First impressions of the cabin are equally impressive, with soft-touch surfaces on most contact points, a logical layout and comfortable front seats. The plastics feel cheaper lower down, but then this is also true of an Audi Q3, so it’s hard to criticise too much.

Hyundai reckons half of all sales will be the base Active variant, but buyers who opt for the higher-specified Elite and Highlander will be rewarded with Hyundai’s logical satellite navigation and multimedia interface.

Higher-spec variants also get soft leather seats, wired up with a heating system in the front and middle rows on the Highlander. The roof-length panoramic sunroof adds extra allure to forking out the extra coin for the flagship.

Moving further back, the middle row of seats are roomy enough for three adults, although the sunroof impinges on headroom for taller-than-average occupants (like your 194cm correspondent).

The second-row seats slide forward or back to improve legroom or luggage space in the back, and each seat back can also recline or fold almost flat.

Hyundai has not allowed sufficient movement for entry and egress to the third row, however, and the high window-line could frustrate smaller occupants by inhibiting their visibility. This is the trade-off for those alluring looks.

This window-line also has ramifications for rearward visibility, but at least Hyundai has had the good sense to make a reversing camera and parking sensors standard across the range.

The third-row seats are pokey and best used only for children, while the fat C-pillar and sharply raked window line makes visibility from the rear pews all but impossible. We suspect most buyers will leave them folded flat into the floor and only flip them up for special occasions.

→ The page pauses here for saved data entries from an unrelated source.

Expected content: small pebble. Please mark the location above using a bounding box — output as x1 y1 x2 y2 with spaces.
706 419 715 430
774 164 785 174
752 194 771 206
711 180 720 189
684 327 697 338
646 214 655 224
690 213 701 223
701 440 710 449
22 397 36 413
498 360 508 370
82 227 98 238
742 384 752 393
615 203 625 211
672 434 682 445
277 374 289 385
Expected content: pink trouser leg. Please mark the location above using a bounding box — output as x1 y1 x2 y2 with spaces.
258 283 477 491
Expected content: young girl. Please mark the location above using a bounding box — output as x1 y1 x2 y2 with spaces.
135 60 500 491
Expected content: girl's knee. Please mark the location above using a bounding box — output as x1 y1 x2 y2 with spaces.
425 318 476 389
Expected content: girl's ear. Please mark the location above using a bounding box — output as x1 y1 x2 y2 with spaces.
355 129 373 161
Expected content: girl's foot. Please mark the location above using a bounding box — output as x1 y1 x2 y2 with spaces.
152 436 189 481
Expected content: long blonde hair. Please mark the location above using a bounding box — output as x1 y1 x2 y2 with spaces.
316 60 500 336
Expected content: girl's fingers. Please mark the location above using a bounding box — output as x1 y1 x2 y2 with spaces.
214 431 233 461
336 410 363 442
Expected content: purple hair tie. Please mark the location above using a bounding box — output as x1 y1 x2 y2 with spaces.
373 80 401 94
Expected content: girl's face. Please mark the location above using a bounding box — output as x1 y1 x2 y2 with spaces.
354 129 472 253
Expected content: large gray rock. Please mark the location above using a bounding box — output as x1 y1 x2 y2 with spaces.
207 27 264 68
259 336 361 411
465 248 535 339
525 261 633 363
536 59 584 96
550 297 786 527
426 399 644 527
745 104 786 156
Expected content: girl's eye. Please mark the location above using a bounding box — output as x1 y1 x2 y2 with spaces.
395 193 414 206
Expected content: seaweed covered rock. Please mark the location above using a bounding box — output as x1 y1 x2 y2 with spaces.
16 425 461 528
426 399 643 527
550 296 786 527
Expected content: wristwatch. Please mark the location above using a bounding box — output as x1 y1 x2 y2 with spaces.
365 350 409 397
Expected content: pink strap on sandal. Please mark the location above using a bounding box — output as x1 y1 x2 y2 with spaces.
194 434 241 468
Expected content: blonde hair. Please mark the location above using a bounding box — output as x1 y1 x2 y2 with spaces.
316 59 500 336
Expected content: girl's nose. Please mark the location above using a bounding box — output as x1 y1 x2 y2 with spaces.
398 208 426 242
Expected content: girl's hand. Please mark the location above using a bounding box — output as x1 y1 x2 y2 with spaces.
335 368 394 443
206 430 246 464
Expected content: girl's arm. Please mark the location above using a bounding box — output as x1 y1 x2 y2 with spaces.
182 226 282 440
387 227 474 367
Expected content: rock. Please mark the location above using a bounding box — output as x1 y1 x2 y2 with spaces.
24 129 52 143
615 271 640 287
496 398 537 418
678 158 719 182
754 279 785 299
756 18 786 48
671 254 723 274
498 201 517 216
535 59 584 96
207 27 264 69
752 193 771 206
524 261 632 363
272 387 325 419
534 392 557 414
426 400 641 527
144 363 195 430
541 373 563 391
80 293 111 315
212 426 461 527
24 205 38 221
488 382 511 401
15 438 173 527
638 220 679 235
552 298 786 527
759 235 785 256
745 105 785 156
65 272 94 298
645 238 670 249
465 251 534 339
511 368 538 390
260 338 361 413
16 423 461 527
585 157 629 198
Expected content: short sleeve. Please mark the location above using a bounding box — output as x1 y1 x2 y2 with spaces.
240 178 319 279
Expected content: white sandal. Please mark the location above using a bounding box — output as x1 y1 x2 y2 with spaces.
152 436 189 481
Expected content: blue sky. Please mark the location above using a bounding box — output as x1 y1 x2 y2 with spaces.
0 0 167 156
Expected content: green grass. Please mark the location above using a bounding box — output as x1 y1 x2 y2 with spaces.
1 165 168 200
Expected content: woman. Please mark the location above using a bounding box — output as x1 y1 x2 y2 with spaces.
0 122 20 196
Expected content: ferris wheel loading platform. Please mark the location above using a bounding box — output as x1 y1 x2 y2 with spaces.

Commendably, all three rows get their own set of air-conditioning vents.

Cargo space is plentiful with the third row folded (and mammoth with the second down too), although the tailgate opening is slightly narrower and the loading lip slightly higher than the old model. There are also plenty of cabin hidey holes front and rear.

Behind the wheel (not the sportiest or most comfortable of numbers), the new Santa Fe is an improvement on the old model on the road, eclipsing the ageing Captiva 7, but falling short of the dynamic Australian-built Territory.

Like the new i30, all variants feature a three-mode Flex Steer electric steering system that progressively adds weight, but the common denominator with all modes is a lack of feedback through the wheel.

Not likely to be a major point of contention for most buyers, this lack of steering feel is still a let-down.

Better is the ride quality, which thanks to extensive local tuning in the outback and Victorian highlands is first rate. The spring rates are different from petrol to diesel to handle the diesel engine’s extra weight over the nose.

Road noise has also been kept to a minimum, although the Highlander’s 19-inch wheels intrude a touch on coarser surfaces.

Our first drive took in extensive gravel tracks over which the car felt composed and relaxed, with decent suspension travel and good underbody sound-deadening.

In terms of engines, the carried-over 145kW/421Nm diesel offers plenty of punch, torque and real-world fuel economy, within sight of its claimed 6.6L/100km figure.

But while this engine was a known quantity, the real surprise was the Theta 2.4-litre direct-injected petrol engine lifted from the mediocre i45 sedan, which was both quieter and punchier than we expected, and made the car feel sharper through the corners courtesy of its lighter weight.

Figures of 141kW and 242Nm are modest (and well below the old model’s big V6), but for average city driving it felt fine. The few hills we encountered required the transmission to kick down, however, suggesting it could struggle with a full load of passengers and gear.

Our initial impressions suggest Hyundai will have no dramas filling its monthly quota of 550 units for the rest of this year.

The new Santa Fe is big, comfortable and full of features, and looks the part in the driveway.

On top of this, it comes standard with a five-year/unlimited kilometre warranty for private buyers, three years of Navteq map updates, up to seven years of free roadside assist and servicing capped at $299 ($379 for diesel) for the first three years.